Molti ricordi legati a Trieste, anni ’80 accoglienti e l’Università che offre una stanza alla Casa dello Studente perché una ventina di studenti musulmani possano pregare assieme per un paio d’ore ogni venerdì. E dopo la preghiera in un appartamento preso in affitto con i soldi di chi aveva la borsa di studio o un lavoretto; destinazione d’uso residenziale ma nessuno che solleva obiezioni.

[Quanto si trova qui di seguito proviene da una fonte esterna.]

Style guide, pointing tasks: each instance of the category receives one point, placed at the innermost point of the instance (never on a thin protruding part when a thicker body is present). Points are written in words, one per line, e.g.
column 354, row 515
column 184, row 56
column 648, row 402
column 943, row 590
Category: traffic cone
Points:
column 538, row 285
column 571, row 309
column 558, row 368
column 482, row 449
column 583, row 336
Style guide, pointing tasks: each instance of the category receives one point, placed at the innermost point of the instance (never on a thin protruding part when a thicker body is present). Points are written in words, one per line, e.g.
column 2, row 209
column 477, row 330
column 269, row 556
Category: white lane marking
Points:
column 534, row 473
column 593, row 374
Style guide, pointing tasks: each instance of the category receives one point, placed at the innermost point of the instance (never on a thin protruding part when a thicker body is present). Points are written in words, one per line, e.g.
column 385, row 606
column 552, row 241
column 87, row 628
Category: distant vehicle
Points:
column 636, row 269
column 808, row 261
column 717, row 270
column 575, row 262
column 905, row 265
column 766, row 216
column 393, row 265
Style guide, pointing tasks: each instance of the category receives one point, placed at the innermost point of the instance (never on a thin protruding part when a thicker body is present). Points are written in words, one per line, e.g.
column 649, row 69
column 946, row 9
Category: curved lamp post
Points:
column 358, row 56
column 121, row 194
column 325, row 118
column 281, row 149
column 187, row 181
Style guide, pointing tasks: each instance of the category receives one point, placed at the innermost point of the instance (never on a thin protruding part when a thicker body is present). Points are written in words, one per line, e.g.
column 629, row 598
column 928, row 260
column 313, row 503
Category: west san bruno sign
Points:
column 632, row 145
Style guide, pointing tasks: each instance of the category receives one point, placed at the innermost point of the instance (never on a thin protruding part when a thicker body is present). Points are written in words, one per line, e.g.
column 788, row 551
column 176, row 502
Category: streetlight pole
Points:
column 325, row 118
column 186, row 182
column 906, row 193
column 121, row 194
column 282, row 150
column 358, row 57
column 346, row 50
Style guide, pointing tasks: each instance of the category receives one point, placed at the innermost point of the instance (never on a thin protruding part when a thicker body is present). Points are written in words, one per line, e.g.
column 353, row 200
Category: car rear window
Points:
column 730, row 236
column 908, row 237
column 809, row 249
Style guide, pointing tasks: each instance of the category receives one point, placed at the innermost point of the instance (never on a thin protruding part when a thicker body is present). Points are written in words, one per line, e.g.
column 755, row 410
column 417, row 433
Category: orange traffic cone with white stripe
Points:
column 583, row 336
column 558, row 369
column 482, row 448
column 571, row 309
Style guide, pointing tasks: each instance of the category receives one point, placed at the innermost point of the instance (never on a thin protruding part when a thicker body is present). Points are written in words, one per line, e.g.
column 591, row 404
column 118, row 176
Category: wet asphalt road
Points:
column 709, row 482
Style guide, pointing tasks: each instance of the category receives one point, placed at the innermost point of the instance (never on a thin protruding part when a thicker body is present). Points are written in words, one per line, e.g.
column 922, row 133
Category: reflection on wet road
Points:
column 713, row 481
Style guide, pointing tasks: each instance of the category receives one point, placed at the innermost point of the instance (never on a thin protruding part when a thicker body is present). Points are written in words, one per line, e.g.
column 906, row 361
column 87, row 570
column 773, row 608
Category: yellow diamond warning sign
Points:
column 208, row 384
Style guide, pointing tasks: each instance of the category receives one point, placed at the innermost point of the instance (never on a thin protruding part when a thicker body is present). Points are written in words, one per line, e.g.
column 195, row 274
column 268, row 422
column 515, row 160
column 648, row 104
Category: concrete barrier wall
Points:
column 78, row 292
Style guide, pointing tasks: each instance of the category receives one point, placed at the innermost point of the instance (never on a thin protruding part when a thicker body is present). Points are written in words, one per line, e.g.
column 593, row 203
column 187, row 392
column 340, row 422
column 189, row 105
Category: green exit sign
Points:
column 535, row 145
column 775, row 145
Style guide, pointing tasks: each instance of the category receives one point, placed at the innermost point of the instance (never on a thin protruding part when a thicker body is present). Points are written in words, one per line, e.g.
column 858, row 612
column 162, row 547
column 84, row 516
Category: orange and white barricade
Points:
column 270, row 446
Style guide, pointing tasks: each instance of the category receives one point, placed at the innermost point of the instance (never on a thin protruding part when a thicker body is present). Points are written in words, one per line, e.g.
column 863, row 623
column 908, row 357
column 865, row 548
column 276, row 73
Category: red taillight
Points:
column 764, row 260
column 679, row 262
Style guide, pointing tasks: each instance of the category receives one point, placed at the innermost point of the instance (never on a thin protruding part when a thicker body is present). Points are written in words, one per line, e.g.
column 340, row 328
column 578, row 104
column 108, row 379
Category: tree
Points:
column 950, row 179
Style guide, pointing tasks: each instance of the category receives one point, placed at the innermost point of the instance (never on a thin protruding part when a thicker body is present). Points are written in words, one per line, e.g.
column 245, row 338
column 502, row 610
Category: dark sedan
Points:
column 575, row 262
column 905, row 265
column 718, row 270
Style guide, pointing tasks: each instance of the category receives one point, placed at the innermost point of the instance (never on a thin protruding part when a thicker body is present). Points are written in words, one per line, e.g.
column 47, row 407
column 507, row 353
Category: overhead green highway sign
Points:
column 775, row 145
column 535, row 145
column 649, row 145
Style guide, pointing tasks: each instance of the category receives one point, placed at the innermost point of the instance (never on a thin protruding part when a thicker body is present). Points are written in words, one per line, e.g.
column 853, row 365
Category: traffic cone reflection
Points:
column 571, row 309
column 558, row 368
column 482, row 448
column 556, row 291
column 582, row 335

Konate a Monfalcone si è fatto subito strada, nel lavoro e nella vita: stimato da tutti, nel 2001 è diventato assessore ai lavori pubblici nella giunta di centro-sinistra. Il primo assessore immigrato musulmano e nero d’Italia. E oggi è ancora protagonista con la sua pazienza e la sua misura, un contraltare a questa Monfalcone incattivita e nera: «La strada si percorre un passo dopo l’altro» dice ed ecco che sono sempre là il sorriso, la fiducia nel futuro, la determinazione.


La comunità musulmana lo ascolta, eccome, lo si è visto quando in ottomila lo hanno seguito in piazza per rivendicare il diritto a sentirsi cittadini uguali nella stessa città, a essere trattati come tali, a non essere discriminati, calunniati, provocati. Quella immensa sorridente massa compatta, le donne davanti a tenere lo striscione, capaci di smascherare in un fotogramma tante distorsioni e bugie sono state evidentemente un forte schiaffo per un’amministrazione che infatti continua a colpire con atti così gravi che è difficile attribuirli solo alla scelta elettoralistica di una candidata leghista con nell’obiettivo le europee.


Non si manda la polizia a identificare i bambini di un doposcuola, è un gesto odioso e intollerabile. E si può solo provare sgomento nel sentir dire alla sindaca «sono loro che non si vogliono integrare».